E continuou o “Expresso das Ilhas”:
“Para
o escritor angolano, que recentemente participou no Morabeza Festival, a
justificação para que a literatura nacional não se ter desenvolvido tanto
quanto a música está no facto de não se ter conseguido “levar o livro a todos
os cabo-verdianos. Cabo Verde tem uma cultura musical forte. É fácil entrar em
casa de alguém e ver que sempre tem um violão, sempre tem alguém que toca. Mas,
normalmente não têm livros. Enquanto não houver livros em todas as casas de
Cabo Verde, não vamos conseguir desenvolver a literatura”. E conclui:
“Eu acho que o grande desafio de Cabo Verde é levar o livro a
todas as famílias”.
Afinal,
ele “esperava mais da literatura
cabo-verdiana... após a independência”.
Que
fique claro: “ab initio,” não discordo da asserção feita por Agualusa.
Pois
bem, é sobre este aspecto que me proponho debruçar, embora de forma muito breve.
Mas
antes de continuar o que aqui me traz, gostaria de situar para o leitor que
eventualmente ainda não conheça este já apreciado escritor angolano. Para tal,
repesquei um pequeno texto que sobre José Eduardo Agualusa, escrevi em tempos,
aqui neste «Blog»:
(...) Ora bem, o escritor Agualusa, pertence à
segunda geração, ou à nova geração de escritores angolanos, do
post-independência, do post “utopia” e entre os já da fase de “desencanto”.

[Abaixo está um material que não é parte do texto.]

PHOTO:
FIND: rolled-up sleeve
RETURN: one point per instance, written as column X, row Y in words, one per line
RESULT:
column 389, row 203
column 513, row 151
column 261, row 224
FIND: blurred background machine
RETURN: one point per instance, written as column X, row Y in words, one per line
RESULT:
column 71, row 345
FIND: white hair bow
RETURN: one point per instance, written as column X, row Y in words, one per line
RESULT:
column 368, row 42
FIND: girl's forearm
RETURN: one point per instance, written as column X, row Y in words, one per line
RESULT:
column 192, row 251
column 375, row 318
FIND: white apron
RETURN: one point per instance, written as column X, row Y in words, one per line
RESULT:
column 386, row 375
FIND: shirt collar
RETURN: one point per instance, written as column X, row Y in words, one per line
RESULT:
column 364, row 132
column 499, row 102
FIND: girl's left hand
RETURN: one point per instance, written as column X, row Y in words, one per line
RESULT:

José Eduardo Agualusa, nasceu em Huambo,
Angola em 1960. Escritor e Jornalista. Autor consagrado da lusofonia, escreveu
entre outros, os seguintes livros: «Nação Crioula», «Um Estranho em Goa, «O Ano
em que Zumbi Tomou o Rio»
(...) Falando agora do romance «Estação
das Chuvas» publicado em 1996 e entrando um pouco no universo tecido
na obra, ouso dizer: (...) A narrativa da «Estação das Chuvas» está
historicamente datada, ou, melhor dito, apresenta vários acontecimentos
datados, que configuraram quase toda a cadeia de episódios marcantes no
processo da independência de Angola, desde a preparação ideológica, passando
pela luta e indo até aos primeiros tempos do governo do MPLA e do incontornável
e tenebroso episódio, “nitista” que tantas vidas ceifou. A obra foca com maior
ênfase, o longo período da dramática e destruidora guerra civil iniciado em
1975 e que no universo romanesco culmina com os
trágicos acontecimentos de 1992, em que “desaparece” a protagonista do romance, Lídia do Carmo Ferreira. “Lídia do Carmo Ferreira, poetisa e historiadora angolana,
misteriosamente desaparecida em Luanda em 1992, após o recomeço da guerra
civil.”
O romance de José Eduardo Agualusa “transporta-nos desde o início do
século, até aos nossos dias através de um cenário violento e inquietante. Um
jornalista (o narrador) tenta descobrir a história proibida do movimento
nacionalista angolano; pouco a pouco (…) compreende que o destino de Lídia
já não se distingue do seu.” (transcrito da contra-capa do
livro).
O autor fornece ao leitor uma admirável descrição histórica de Angola em
diversos períodos da sua história mais
recente, trazendo ligado também, o seu passado colonial.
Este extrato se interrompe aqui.